Wednesday 28 January 2009

AI based games

Having looked at Radiant AI and the game 'Façade' , it comes to mind that it's likely in the future that a game could be made which is completely open ended, like Oblivion, but with no linear aspect at all. Characters would interact with each other, with the environment and with you the player. They'd interact all over the game world, even where your character wasn't, living out lives based not on pre-scripted behaviour, but based on an ability to make complex choices, taking into account:
Bodily functions, basic desires (rest, food, comfort, procreation) Social constructs and restrictions, long term goals and personal morals and feelings.
I was disappointed, the first time I played 'The Sims' by how stupid they were. If left to their AI, they simply didn't seem to be able to cope. Within minutes they were skipping work and getting fired, peeing on the floor, waking each other up with loud noises... It was frustrating, because I wanted to watch them learn and adapt to each other and start running a home as best they could based on their personality traits.
If you could get complex enough AI, you would be able to do fascinating things. Simulation of relationships between family members and friends, interaction of tribes and social groups, realistic battle simulations etc. Perhaps a character, on gaining power, would become an evil overlord, and then people would rise up against them for the greater good. The player would be able to fight with the revolution or maybe try to get hired by the overlord as a bodyguard, or try to earn their trust and assasinate them. I doubt AI will get that complex for many years yet.

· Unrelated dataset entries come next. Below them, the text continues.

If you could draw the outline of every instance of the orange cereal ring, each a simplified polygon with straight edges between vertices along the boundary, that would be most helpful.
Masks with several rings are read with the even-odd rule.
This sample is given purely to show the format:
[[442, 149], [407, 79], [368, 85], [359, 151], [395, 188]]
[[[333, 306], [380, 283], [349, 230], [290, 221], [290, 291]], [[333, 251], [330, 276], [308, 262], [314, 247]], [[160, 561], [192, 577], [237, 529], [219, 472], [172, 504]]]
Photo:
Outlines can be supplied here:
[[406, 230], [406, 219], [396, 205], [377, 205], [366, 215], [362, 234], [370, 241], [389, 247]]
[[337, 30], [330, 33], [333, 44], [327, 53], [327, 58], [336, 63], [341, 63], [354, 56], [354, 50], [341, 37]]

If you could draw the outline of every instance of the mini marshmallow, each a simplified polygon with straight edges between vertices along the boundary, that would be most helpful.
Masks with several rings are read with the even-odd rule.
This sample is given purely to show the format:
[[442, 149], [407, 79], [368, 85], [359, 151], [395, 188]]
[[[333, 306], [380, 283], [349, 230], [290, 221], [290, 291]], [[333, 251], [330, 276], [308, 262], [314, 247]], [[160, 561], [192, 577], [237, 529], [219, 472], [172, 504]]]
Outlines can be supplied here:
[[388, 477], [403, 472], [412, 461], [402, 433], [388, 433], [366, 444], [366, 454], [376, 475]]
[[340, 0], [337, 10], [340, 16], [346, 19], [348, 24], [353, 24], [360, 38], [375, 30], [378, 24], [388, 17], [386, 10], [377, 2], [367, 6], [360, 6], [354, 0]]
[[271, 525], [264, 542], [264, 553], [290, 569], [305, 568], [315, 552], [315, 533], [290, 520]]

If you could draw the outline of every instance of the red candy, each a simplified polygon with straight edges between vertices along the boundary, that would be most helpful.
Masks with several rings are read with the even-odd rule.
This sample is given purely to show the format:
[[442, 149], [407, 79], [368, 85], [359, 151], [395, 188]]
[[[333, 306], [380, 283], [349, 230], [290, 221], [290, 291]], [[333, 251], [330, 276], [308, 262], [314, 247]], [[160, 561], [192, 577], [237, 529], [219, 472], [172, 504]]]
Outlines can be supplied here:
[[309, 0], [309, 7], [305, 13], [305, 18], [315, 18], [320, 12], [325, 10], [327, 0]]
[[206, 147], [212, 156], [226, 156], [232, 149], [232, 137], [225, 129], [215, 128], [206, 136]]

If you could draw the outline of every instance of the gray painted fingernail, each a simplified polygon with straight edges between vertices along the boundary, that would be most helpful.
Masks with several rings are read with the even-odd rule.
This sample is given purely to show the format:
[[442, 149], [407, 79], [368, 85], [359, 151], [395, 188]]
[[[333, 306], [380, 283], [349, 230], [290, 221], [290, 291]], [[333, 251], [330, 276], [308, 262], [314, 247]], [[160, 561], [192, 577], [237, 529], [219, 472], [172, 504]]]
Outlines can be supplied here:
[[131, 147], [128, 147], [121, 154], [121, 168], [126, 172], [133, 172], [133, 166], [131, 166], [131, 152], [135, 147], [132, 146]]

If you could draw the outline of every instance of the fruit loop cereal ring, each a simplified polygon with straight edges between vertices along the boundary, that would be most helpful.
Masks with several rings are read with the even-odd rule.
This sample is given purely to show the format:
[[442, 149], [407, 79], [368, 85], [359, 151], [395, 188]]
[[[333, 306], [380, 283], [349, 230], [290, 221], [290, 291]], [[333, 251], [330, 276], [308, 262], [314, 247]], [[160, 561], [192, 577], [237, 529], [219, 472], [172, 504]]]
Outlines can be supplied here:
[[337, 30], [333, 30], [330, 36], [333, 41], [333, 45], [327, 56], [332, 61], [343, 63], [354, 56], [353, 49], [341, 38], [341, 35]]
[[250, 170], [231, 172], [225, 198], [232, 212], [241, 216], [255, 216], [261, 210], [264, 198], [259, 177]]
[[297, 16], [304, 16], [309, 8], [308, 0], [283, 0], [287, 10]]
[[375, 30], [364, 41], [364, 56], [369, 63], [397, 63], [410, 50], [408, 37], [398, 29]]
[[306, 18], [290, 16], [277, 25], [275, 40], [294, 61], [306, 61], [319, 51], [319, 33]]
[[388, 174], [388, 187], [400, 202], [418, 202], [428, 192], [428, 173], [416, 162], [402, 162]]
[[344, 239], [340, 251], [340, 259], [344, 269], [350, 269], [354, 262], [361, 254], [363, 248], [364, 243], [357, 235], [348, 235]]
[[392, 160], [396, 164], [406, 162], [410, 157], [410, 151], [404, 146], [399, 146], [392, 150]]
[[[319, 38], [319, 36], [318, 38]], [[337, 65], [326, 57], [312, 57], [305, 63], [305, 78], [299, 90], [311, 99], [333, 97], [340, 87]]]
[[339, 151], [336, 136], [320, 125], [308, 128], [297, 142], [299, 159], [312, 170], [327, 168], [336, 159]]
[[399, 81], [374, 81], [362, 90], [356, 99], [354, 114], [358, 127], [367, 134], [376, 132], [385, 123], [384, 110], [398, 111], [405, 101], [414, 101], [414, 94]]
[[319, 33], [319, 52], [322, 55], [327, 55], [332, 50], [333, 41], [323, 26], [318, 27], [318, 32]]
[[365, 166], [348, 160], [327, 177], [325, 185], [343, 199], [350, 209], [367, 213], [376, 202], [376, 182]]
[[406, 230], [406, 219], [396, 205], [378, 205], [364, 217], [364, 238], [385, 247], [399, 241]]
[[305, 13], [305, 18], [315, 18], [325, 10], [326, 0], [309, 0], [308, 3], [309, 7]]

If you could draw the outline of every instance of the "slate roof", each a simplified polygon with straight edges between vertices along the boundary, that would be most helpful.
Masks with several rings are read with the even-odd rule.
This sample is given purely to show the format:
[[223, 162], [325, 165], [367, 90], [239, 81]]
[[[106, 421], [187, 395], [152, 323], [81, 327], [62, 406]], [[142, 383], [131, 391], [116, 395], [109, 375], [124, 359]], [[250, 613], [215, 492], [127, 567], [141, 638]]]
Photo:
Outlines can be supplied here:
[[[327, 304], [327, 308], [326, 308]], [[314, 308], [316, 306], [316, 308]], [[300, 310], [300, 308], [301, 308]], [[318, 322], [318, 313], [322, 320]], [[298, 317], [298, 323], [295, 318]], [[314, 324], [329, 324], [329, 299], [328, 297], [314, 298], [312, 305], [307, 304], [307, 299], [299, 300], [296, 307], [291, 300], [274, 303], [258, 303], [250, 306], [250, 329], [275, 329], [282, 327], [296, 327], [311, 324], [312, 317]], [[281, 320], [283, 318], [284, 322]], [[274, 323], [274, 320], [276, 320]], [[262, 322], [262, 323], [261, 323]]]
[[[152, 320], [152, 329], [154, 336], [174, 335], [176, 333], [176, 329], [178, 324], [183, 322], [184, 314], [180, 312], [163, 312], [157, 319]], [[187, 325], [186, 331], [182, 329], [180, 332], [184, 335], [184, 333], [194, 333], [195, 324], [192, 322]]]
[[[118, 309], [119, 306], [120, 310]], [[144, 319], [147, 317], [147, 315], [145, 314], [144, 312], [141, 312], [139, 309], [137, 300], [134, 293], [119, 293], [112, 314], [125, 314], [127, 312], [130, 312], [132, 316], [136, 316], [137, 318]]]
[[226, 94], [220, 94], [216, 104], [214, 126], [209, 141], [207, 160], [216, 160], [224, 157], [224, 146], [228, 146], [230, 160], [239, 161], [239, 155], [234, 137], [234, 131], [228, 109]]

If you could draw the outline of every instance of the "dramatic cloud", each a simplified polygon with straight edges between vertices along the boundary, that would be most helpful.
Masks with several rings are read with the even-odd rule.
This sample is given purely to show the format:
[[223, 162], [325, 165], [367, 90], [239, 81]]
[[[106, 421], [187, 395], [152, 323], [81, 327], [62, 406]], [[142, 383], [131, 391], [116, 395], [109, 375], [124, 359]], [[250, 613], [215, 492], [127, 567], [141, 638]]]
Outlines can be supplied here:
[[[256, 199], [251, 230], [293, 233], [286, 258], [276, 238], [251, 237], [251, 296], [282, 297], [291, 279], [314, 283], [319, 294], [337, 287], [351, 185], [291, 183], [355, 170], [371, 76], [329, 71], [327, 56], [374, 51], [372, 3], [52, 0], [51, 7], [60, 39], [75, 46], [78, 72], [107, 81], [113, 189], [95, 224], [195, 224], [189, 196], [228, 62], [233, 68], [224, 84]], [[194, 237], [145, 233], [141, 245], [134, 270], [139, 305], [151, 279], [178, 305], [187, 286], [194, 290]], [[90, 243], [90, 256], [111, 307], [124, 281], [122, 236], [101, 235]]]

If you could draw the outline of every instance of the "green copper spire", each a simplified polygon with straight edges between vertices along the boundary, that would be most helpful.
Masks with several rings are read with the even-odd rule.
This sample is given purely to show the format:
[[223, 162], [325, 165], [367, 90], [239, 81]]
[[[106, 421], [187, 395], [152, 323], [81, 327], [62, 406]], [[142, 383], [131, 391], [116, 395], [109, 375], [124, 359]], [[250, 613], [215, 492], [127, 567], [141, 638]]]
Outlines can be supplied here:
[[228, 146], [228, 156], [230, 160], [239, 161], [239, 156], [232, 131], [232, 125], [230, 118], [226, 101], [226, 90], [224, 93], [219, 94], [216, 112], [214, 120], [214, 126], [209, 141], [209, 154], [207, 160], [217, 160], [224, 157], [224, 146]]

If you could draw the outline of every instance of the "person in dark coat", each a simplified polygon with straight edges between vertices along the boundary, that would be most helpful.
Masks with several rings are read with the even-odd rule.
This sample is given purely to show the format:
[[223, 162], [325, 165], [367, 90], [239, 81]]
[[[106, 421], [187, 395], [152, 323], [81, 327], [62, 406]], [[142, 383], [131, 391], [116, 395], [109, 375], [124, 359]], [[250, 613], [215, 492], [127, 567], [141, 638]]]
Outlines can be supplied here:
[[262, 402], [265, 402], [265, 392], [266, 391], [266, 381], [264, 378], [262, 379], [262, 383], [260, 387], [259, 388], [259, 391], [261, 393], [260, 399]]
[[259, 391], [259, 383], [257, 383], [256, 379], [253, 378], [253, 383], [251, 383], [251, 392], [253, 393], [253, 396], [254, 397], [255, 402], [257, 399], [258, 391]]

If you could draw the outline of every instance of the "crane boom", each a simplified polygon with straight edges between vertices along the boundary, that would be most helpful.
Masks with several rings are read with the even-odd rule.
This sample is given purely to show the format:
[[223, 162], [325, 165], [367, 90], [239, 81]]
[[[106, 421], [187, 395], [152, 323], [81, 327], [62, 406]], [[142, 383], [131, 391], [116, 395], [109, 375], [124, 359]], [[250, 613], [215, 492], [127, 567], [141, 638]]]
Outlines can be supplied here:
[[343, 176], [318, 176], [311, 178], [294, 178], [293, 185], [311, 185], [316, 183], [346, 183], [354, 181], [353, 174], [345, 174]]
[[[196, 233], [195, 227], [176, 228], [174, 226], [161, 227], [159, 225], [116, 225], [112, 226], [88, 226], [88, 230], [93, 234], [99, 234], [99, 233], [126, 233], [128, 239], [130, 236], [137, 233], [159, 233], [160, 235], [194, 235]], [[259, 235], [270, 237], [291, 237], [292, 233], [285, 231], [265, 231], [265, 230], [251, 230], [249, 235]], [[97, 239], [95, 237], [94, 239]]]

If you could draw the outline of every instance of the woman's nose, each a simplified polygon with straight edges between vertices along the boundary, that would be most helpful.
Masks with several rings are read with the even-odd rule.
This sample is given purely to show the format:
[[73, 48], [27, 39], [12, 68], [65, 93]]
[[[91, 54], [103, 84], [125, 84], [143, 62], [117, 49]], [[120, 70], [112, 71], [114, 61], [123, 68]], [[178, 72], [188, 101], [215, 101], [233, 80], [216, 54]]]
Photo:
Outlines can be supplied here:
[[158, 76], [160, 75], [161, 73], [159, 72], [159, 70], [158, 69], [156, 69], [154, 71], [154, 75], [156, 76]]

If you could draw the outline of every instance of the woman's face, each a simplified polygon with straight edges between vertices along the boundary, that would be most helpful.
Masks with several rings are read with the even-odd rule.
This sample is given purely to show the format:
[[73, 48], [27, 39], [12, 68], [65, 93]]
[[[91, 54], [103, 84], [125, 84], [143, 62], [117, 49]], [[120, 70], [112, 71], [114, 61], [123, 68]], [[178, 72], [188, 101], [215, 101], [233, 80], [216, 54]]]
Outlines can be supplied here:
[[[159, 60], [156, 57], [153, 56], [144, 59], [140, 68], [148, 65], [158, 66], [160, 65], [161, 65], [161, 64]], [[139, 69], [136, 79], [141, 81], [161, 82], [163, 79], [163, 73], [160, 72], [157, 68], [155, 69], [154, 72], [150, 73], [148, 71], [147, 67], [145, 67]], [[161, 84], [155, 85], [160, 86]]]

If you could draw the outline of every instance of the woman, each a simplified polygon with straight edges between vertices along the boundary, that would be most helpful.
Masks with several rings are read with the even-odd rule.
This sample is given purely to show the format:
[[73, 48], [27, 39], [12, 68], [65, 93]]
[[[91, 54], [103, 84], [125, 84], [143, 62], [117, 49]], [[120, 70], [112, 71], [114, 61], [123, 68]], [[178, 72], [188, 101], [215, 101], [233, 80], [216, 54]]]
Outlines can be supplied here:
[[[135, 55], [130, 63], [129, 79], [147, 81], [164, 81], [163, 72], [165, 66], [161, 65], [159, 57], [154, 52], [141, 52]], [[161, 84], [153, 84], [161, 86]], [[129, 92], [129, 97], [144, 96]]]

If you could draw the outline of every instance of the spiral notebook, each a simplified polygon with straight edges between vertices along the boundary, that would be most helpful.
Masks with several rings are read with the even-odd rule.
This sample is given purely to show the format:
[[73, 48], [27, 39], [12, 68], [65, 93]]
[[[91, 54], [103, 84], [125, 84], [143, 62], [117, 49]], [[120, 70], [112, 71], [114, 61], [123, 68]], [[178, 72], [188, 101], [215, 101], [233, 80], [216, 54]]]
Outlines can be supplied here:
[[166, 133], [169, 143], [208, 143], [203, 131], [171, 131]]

As a comic artist, I'm used to thinking of my characters as real people. I can easily know what the character would do or say in a situation, be it social or combat. Should an NPC always follow orders to the letter? I don't really think they should. I think they should behave with consistent internal logic to that character. NPCs with personality and common sense would be a real asset in a lot of games. At the moment, we can see the effect of a sandbox physics pack in 'Garry's Mod' where you can put things together and see what happens. What about a sandbox AI simulator where you could put a bunch of people in a house, say a smarmy lawyer, a gruff marine and a sensitive artist together in a house and watch them interact. Then you could drop in some guns and surround the house with zombies and see how they interact.
Suppose each character has stats sliders, but they're personality stats, like this:

Introversion (contemplative) - Extroversion (active)
Intuition (works on internal guessing) - Sensing (Works on external cues)
Thinking (Objective) - Feeling (subjective)
Judging (Measures things by numbers/facts) - Percieving (Judges things by what looks right)

That's just using basic Jungian archetypes. Imagine if we throw in a choice of a character's social status and morality. You would find characters start to act very differently from each other. An intuitive extrovert may immediately grab a gun and start blasting zombies, while an introverted senser may start to look around for another option, such as 'is there anything I can use to make a barricade?'.
As well as a useful thing for simulations (such as predicting what might happen if a disaster happened in a major city) you could use it to make highly immersive games, where firing a gun in public creates a realistic reaction (some people try to run, others hide, others ask what you're doing, some may even attack and try to get the gun off you). Rather than a universal reaction like, 'All citizens run away, all cops attack'.